# What to Pair with a Box Scratcher



## woodhomie1996 (Mar 12, 2010)

I liked my contacts on my Skate Banana, they were super flexy for presses but I have not had any Rome bindings o I can not comment on them


----------



## skatebanana101 (Dec 2, 2009)

woodhomie1996 said:


> I liked my contacts on my Skate Banana, they were super flexy for presses but I have not had any Rome bindings o I can not comment on them


yeah i have stiffer union force SL's on my skate banana but i havent ridden the contacts


----------



## legallyillegal (Oct 6, 2008)

rome 390, raiden phantom, union contact, k2 hurrithane, ride ex/contraband


----------



## skatebanana101 (Dec 2, 2009)

legallyillegal said:


> rome 390, raiden phantom, union contact, k2 hurrithane


:thumbsup:


----------



## Wiredsport (Sep 16, 2009)

Lucas Magoon Pro Model:


----------



## thugit (Sep 29, 2009)

no thanks, i'm straight


----------



## skatebanana101 (Dec 2, 2009)

thugit said:


> no thanks, i'm straight


i agree. those are heinously awful


----------



## Wiredsport (Sep 16, 2009)

thugit said:


> no thanks, i'm straight


Scrap with Lucas for his girl then.











Straight Chucky luv'n goodness on his 2011 board also:










Ugly rules:cheeky4::cheeky4:


----------



## thugit (Sep 29, 2009)

looks like world industries or some bullshit


----------



## Wiredsport (Sep 16, 2009)

thugit said:


> looks like world industries or some bullshit


Nah, Goon is still with T9, same is it ever was...

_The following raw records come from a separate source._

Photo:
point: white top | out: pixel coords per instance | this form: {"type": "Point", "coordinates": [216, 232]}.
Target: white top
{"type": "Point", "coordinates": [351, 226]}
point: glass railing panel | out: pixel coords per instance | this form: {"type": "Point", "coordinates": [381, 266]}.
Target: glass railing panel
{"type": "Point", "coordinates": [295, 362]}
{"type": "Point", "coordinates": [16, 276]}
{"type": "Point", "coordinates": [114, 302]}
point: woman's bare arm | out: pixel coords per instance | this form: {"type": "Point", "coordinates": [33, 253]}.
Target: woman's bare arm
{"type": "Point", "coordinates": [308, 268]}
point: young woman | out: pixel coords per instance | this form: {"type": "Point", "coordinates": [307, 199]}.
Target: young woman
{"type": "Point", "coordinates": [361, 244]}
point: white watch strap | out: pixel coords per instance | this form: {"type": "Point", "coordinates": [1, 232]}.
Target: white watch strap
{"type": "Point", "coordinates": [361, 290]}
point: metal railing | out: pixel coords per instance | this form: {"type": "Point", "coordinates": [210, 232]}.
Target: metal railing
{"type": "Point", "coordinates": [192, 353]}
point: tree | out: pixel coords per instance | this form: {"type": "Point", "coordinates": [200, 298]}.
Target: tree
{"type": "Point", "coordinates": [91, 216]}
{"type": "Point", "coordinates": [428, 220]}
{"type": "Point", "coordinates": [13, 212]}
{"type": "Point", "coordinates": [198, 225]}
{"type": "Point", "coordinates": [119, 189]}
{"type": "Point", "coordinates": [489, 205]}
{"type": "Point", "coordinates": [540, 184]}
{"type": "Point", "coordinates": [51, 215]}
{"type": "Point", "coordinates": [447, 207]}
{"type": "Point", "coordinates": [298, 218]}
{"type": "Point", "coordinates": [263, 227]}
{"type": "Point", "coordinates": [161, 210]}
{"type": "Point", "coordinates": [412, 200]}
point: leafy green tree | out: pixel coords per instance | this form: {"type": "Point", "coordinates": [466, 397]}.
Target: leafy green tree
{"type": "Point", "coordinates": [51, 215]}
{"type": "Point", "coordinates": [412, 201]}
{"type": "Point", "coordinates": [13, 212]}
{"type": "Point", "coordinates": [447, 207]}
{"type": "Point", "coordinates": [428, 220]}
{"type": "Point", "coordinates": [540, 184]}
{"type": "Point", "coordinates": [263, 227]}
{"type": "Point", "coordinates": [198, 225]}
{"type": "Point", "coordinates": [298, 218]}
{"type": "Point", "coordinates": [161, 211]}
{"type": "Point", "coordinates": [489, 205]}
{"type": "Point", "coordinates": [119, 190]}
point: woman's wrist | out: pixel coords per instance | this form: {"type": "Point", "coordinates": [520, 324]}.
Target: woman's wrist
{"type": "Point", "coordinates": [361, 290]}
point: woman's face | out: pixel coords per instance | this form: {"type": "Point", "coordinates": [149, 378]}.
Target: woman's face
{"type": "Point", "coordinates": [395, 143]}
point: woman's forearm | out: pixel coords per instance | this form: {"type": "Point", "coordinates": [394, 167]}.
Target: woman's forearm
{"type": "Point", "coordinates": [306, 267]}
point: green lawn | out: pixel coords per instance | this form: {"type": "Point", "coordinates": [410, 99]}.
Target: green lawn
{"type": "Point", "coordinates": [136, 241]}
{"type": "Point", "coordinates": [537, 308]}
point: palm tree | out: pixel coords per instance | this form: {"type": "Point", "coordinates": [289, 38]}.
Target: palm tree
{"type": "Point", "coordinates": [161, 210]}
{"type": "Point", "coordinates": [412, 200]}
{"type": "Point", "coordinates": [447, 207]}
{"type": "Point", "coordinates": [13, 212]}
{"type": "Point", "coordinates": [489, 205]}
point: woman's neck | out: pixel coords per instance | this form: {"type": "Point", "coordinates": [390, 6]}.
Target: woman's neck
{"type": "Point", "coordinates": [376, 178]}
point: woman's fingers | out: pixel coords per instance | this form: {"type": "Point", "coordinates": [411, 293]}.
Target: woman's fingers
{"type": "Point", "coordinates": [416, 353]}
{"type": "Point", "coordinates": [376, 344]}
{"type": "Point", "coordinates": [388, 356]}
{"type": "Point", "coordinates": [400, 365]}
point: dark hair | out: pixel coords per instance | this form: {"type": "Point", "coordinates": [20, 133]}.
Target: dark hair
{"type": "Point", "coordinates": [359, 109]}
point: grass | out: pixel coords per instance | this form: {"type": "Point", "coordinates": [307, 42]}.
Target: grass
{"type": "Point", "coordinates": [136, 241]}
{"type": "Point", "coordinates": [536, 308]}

T9's Scrub Hook highback works unreal for Boxes, etc and comes on many models for 2011.

YouTube - LUCAS LINWOOD MAGOON - T9 Team


----------



## skatebanana101 (Dec 2, 2009)

Wiredsport said:


> Nah, Goon is still with T9, same is it ever was...
> 
> T9's Scrub Hook highback works unreal for Boxes, etc and comes on many models for 2011.
> 
> YouTube - LUCAS LINWOOD MAGOON - T9 Team


well if you had read the whole thread you would know that i already had a board, and that i need BINDINGS that dont look like they were made for a tech deck


----------



## Wiredsport (Sep 16, 2009)

skatebanana101 said:


> well if you had read the whole thread you would know that i already had a board, and that i need BINDINGS that dont look like they were made for a tech deck


Sorry to take you off track there. Scrub Hooks are available on more vanilla models as well. Demo if you get a chance.


----------



## Nivek (Jan 24, 2008)

Wiredsport said:


> T9's Scrub Hook highback works unreal for Boxes


Have you ridden scrubhooks? Cause in my experience they are useless. All they do is add more weight. To feel them I had to press wierd and incorrectly. You literally have to press into the binding to feel them, which is not how a press is supposed to be done. If they were really that much better wouldn't the rail kings like J.Anderson, JoeySex, Grenier, Bilocq, LNP, Paradise, Scott Stevens, Marben, and Helgason all be clammering and rigging and making their bindings sponsors get them a model with hooks?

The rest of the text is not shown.